Engineering Fitness

What is Bitgatt and why do we need it?

At Fitbit we utilize Bluetooth Low Energy, commonly known as BLE, for particularly heavy data transfers which are more complex than the common handful of use-cases for this extremely efficient radio technology.  One of the perks of the job, in my opinion, is to try to deliver amazing experiences between wearables and cloud-connected mobile devices through the heavy use of the various BLE technologies and specifications. Unfortunately one of the side-effects of this is that we find ourselves living in edge cases that Android OEMs, and sometimes even Google, didn’t anticipate when designing their APIs and implementing their bluetooth drivers.  We presently make limited or no use of standard bluetooth GATT profiles for low energy because there aren’t any that are sufficient for the variety of functionality we desire from our wearables. Because of this we have designed our own protocols to perform the operations that are required for our devices to help you reach your health and fitness goals and to provide a robust app ecosystem.
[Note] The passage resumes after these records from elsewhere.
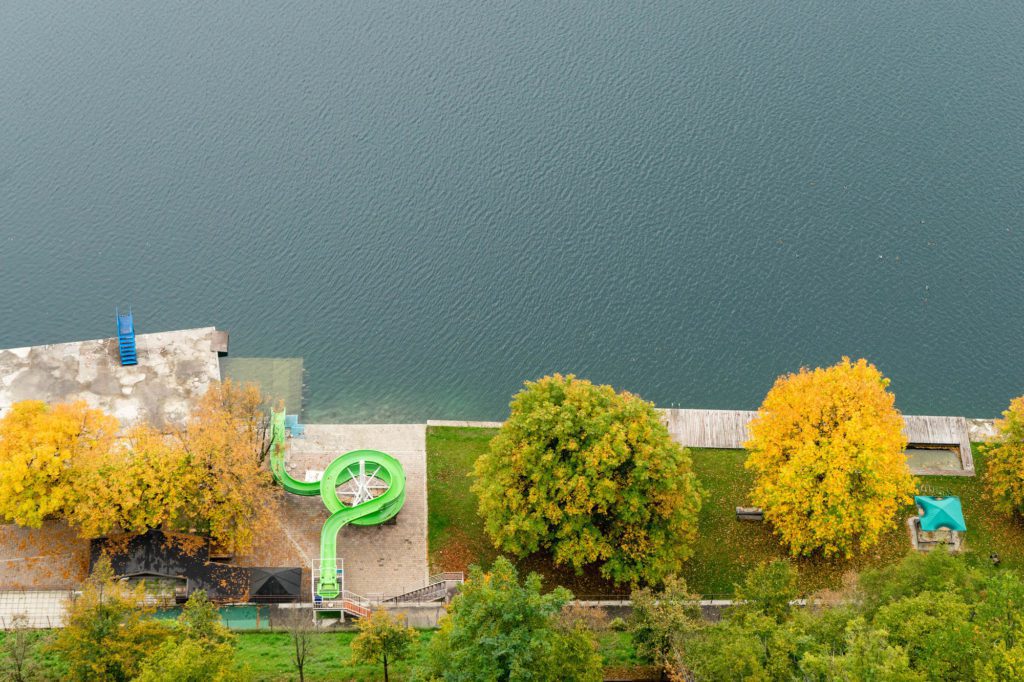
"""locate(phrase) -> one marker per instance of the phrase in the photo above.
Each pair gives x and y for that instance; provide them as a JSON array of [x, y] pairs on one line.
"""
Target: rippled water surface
[[432, 202]]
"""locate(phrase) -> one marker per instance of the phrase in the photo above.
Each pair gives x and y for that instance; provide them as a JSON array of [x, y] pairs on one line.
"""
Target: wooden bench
[[750, 514]]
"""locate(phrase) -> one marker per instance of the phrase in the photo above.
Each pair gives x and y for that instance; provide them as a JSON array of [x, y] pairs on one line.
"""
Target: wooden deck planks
[[728, 429]]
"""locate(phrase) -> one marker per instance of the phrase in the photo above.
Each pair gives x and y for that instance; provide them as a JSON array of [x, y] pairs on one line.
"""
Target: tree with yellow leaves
[[224, 489], [207, 476], [133, 486], [1005, 462], [827, 453], [40, 446]]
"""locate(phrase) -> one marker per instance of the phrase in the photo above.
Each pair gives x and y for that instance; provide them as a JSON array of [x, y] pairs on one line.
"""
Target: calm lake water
[[432, 202]]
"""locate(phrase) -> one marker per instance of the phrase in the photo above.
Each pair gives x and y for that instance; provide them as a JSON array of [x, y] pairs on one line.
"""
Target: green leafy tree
[[383, 638], [1001, 664], [501, 629], [18, 648], [744, 646], [769, 589], [1005, 464], [663, 621], [935, 630], [108, 633], [593, 476], [933, 571], [202, 648], [868, 657]]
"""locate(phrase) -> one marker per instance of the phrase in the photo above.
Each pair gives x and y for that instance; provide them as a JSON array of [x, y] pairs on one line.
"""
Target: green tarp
[[940, 513]]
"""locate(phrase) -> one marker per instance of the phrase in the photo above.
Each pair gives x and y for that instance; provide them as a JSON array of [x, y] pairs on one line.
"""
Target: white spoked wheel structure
[[363, 485]]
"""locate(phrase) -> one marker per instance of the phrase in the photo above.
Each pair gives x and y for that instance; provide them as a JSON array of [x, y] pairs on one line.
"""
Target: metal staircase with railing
[[126, 338], [438, 588]]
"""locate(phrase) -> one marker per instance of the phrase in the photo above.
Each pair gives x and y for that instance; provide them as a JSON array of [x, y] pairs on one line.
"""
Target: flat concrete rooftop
[[174, 370]]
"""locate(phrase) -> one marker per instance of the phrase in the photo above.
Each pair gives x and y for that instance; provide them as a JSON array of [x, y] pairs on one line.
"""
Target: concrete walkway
[[174, 370]]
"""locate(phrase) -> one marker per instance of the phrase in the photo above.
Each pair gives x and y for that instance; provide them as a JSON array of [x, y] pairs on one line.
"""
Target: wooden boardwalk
[[728, 429]]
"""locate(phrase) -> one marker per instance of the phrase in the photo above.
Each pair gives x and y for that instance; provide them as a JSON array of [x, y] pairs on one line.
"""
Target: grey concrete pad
[[380, 561], [174, 370], [52, 557]]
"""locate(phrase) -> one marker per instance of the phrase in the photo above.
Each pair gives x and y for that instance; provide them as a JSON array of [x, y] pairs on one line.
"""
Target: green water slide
[[372, 482]]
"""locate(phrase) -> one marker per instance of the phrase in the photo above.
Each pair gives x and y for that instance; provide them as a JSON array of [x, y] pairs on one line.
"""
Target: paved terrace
[[383, 560], [174, 370]]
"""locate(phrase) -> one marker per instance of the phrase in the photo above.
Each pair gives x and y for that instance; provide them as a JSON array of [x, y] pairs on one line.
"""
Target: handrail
[[456, 576]]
The Android BLE API, at present, roughly mirrors the Broadcom developer API used for their chipsets abstracted by means of an open source Linux library called “bluedroid” with significant modifications, all contributed back by Google naturally, then bridged using JNI for Java.  There are a number of adjustments to ensure some level of security and isolation between applications, but aside from that it represents a fairly raw API giving developers an amazing amount of power, but at the same time limiting access in ways that are often frustrating. In some ways this is the worst of both worlds, you have the power to shoot yourself in the foot constantly, but not enough power to actually resolve the issues that your use of the API as documented will create. Bluetooth as you can see below is an incredibly complex layer-cake of protocols and requirements which are very easy to miss, skip, or hack for OEMs who are under time pressure to deliver these complex radio devices.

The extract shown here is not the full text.